Le MEK a un seul objectif : renverser la République islamique d’Iran, même s’il obéissait aux ordres de Saddam Hussein. Le MEK a commis des actes terroristes, mais il a cessé depuis plus de 15 ans. Il n’agit plus que comme une armée dirigée contre Téhéran. Il ne peut cependant pas espérer renverser les mollahs de cette façon et il faut plutôt s’appuyer sur les mouvements démocratiques qui, eux, peuvent mettre un terme à la théocratie. Le MEK peut néanmoins être utile en fournissant des renseignements sur le terrain. Par exemple, il est bien mieux renseigné sur le programme nucléaire iranien que l’International Atomic Energy Agency.
La politique a adopter vis-à-vis du MEK est sujette à débat à Washington. Le département d’État, soucieux d’être conciliant avec Téhéran, a classé le MEK parmi les groupes terroristes malgré l’opposition de 150 parlementaires et la récente annulation de ce classement par une cour d’appel états-unienne. Lors de la libération de l’Irak, les militaires états-uniens n’ont pas désarmé le MEK, provoquant la colère du département d’État. Pour l’instant, il faut lui laisser suffisamment d’armes pour se défendre, puis retirer le MEK de le liste des organisations terroristes lors de sa réactualisation en novembre, et l’utiliser comme un moyen de pression contre les mollahs.

« Comment repousser les guerres civiles : c’est l’économie, imbécile »

How to stem civil wars : It’s the economy, stupid
International Herald Tribune (États-Unis)

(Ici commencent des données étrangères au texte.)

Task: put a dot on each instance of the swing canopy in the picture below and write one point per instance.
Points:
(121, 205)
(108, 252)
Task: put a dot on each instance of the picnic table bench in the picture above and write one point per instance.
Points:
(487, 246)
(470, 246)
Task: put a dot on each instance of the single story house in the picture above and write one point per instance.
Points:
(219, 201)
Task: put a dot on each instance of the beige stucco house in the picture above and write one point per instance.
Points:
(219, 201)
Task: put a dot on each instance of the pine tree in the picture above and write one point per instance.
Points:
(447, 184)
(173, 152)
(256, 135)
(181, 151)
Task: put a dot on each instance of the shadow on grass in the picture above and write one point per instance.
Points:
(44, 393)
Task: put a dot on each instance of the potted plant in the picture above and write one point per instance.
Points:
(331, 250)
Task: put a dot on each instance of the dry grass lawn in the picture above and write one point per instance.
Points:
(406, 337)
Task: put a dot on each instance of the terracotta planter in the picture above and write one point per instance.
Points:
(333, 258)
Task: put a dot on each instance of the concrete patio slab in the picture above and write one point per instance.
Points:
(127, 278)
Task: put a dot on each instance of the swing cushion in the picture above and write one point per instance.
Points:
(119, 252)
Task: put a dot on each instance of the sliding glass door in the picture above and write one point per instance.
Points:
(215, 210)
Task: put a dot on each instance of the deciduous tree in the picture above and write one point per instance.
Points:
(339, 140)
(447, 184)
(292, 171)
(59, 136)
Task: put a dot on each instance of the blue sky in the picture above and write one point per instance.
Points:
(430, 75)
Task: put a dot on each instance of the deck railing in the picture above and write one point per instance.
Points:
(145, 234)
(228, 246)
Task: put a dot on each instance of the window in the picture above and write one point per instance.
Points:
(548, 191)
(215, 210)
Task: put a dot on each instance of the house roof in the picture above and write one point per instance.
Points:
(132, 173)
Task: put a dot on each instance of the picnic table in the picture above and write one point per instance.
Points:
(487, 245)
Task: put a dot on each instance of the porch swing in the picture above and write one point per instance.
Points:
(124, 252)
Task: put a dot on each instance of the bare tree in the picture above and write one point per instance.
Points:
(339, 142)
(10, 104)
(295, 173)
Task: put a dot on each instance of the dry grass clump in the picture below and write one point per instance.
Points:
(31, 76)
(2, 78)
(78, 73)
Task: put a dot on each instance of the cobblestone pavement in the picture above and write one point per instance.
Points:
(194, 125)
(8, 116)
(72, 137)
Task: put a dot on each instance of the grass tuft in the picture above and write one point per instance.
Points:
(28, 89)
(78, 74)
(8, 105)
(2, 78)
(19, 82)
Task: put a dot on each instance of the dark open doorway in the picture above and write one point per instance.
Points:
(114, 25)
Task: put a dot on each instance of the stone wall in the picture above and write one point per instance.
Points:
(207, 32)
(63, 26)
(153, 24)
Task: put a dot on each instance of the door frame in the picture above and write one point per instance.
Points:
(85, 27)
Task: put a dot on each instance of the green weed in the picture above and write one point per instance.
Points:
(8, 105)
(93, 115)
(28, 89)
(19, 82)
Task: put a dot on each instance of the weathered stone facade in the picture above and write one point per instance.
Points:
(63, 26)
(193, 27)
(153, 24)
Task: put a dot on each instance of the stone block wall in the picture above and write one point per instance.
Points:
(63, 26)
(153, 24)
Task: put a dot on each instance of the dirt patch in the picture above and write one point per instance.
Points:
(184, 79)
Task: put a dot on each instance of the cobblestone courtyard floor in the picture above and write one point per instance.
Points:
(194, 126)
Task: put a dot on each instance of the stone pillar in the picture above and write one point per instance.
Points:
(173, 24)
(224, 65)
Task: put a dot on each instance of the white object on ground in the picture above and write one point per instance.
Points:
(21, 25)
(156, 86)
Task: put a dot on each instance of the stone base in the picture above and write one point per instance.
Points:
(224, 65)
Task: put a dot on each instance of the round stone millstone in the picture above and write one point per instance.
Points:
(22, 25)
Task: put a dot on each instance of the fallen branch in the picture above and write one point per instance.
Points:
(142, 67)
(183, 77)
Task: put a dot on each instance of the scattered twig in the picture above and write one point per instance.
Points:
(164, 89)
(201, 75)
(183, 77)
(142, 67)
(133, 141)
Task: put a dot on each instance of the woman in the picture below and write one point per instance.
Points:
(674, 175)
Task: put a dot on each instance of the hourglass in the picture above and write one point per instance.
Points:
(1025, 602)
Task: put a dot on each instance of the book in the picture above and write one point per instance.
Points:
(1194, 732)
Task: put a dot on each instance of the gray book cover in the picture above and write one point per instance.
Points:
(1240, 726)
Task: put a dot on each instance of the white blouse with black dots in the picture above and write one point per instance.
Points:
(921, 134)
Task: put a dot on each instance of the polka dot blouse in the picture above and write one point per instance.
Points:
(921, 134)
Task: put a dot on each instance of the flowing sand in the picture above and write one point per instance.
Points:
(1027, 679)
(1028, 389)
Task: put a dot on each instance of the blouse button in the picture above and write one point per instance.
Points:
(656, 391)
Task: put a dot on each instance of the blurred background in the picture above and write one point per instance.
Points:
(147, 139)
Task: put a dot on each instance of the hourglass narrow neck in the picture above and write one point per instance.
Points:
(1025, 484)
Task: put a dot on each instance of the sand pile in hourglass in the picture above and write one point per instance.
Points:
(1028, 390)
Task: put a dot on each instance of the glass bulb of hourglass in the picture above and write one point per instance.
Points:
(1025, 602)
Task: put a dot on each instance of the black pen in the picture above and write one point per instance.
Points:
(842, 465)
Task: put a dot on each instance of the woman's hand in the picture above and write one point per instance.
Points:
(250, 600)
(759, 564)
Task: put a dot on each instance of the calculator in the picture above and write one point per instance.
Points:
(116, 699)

[AUTEUR] Paul Collier dirige le Center for the Study of African Economies de l’université d’Oxford. Il est le principal auteur de l’étude de la Banque mondiale Breaking the Conflict Trap : Civil War and Development Policy

[RESUME] Un habitant de la planète sur six vit dans un pays en proie à la guerre ou risquant d’y sombrer. Les non-combattants sont les premières victimes de ces conflits, mais les pays riches sont également touchés par les conséquences de ces guerres à plus long terme.
Les caractéristiques communes au début de ces conflits ne sont pas d’ordre politique ou social, mais économique et la démocratie ne rend pas ces pays plus sûrs. Les pays touchés sont généralement ceux qui connaissent une stagnation économique, de bas revenus et dépendent de l’exportation des matières premières. Les chefs rebelles peuvent recruter facilement et une fois les combats amorcés, l’économie s’effondre encore plus alors que les combats s’intensifient et s’arrêtent difficilement. C’est dans les zones de guerre civiles que se développent le trafic de drogue (95 % de la production vient de ces zones), le SIDA (en raison de la multiplication des viols) et le terrorisme international (les zones hors de tout contrôle étatique pouvant servir de havre à ces organisations). Ces conflits peuvent également s’étendre à toute une région.
La communauté internationale répond généralement politiquement et militairement alors qu’il faut mener une politique sur trois fronts :
 Faire pression pour que les gouvernements utilisent les revenus de l’État de façon transparente.
 Rendre le pillage plus difficile pour les groupes rebelles en assurant la traçabilité des matières premières.
 Repenser l’aide internationale pour qu’elle aide les pays pauvres à surmonter les variations brutales des prix des matières premières.